# Pandas Foundations 1

<font size="3"> 

- Quick recap
- Jupyter Server
- Subsetting 
- Introduction to Pandas (1)
  - Grammatical verbs
- Q&A
    
    
</font> 

## Dictionaries

- A dictionary is a collection of items
- Each item of a dictionary has a key/value pair
- Dictionaries are used to store data values
- As of Python version 3.7, dictionaries are ordered. In previous versios, dictionaries are unordered.

In [None]:
pop = [30.55, 2.77, 39.21]

countries = ["afghanistan", "albania", "algeria"]

In [None]:
type(countries)

In [None]:
# -- A dictionary is a collection which is ordered*, changeable and does not allow duplicates.

world = {"afghanistan":30.55, "albania":2.77, "algeria":39.21}

world

In [None]:
type(world)

In [None]:
world["albania"]

### Access dictionary

If the keys of a dictionary are chosen wisely, accessing the values in a dictionary is easy and intuitive. For example, to get the capital for France from europe you can use:

europe['france']

Here, 'france' is the key and 'paris' the value is returned.

In [None]:
# Definition of dictionary
europe = {'spain':'madrid', 'france':'paris', 'germany':'berlin', 'norway':'oslo' }

# Print out the keys in europe
print(europe.keys())


In [None]:
# Print out value that belongs to key 'spain'
print(europe['spain'])

### Dictionary Manipulation (1)

- Add

If you know how to access a dictionary, you can also assign a new value to it. To add a new key-value pair to europe you can use something like this:

europe['iceland'] = 'reykjavik'

In [None]:
# Definition of dictionary
europe = {'spain':'madrid', 'france':'paris', 'germany':'berlin', 'norway':'oslo' }

europe

In [None]:
# Add italy to europe
europe['italy'] = 'rome'

In [None]:
# Print out italy in europe
print('italy' in europe)


In [None]:
# Add poland to europe
europe['poland'] = 'warsaw'

In [None]:
# Print europe
print(europe)

### Dictionary Manipulation (2)

- Upate
- Delete

In [None]:
# Definition of dictionary
europe = {'spain':'madrid', 'france':'paris', 'germany':'bonn',
          'norway':'oslo', 'italy':'rome', 'poland':'warsaw',
          'australia':'vienna' }

print(europe)



In [None]:
# Update capital of germany
europe['germany'] = 'berlin'

europe

In [None]:
# Remove australia
del(europe['australia'])


In [None]:
# Print europe
print(europe)

### Dictionary Manipulation (3)

- Dictionaries can contain key:value pairs where the values are again dictionaries.
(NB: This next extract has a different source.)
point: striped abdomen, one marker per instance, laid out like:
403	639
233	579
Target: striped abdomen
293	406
As an example, have a look at the script where another version of europe - the dictionary you've been working with all along - is coded. The keys are still the country names, but the values are dictionaries that contain more information than just the capital.

It's perfectly possible to chain square brackets to select elements. To fetch the population for Spain from europe, for example, you need:

europe['spain']['population']

In [None]:
# Dictionary of dictionaries
europe = { 'spain': { 'capital':'madrid', 'population':46.77 },
           'france': { 'capital':'paris', 'population':66.03 },
           'germany': { 'capital':'berlin', 'population':80.62 },
           'norway': { 'capital':'oslo', 'population':5.084 } }


europe

In [None]:
# Print out the capital of France
print(europe['france']['capital'])

In [None]:
# Create sub-dictionary data
data = { 'capital':'rome', 'population':59.83 }

data

In [None]:
# Add data to europe under key 'italy'
europe['italy'] = data


In [None]:
# Print europe
europe

## Pandas

What is pandas?

- Python library for data analysis
    - <https://pandas.pydata.org/getting_started.html>
    - <https://pandas.pydata.org/Pandas_Cheat_Sheet.pdf>
    
- Built on Numpy

- DataFrame
    - Tidy data 
    - <https://www.jstatsoft.org/article/view/v059i10>

- High-performance containers for data analysis

- Data structures with a lot of functionality
 - Meaningful labels
 - Time series functionality
 - Handling missing data
 - Relational operations

### Dictionary to DataFrame (1)

In [None]:
# Pre-defined lists
names = ['United States', 'Australia', 'Japan', 'India', 'Russia', 'Morocco', 'Egypt']
dr =  [True, False, False, False, True, True, True]
cpc = [809, 731, 588, 18, 200, 70, 45]

type(names)

In [None]:
# Create dictionary my_dict with three key:value pairs: my_dict
my_dict = { 'country':names, 'drives_right':dr, 'cars_per_cap':cpc }

type(my_dict)

In [None]:
my_dict

In [None]:
# Import pandas as pd
import pandas as pd

# Build a DataFrame cars from my_dict: cars
cars = pd.DataFrame(my_dict)

# Print cars
print(cars)
type(cars)

### Dataframe

![title](imgs/dataframe.png)

### CSV to DataFrame (1)

- Putting data in a dictionary and then building a DataFrame works, but it's not very efficient. What if you're dealing with millions of observations? In those cases, the data is typically available as files with a regular structure. 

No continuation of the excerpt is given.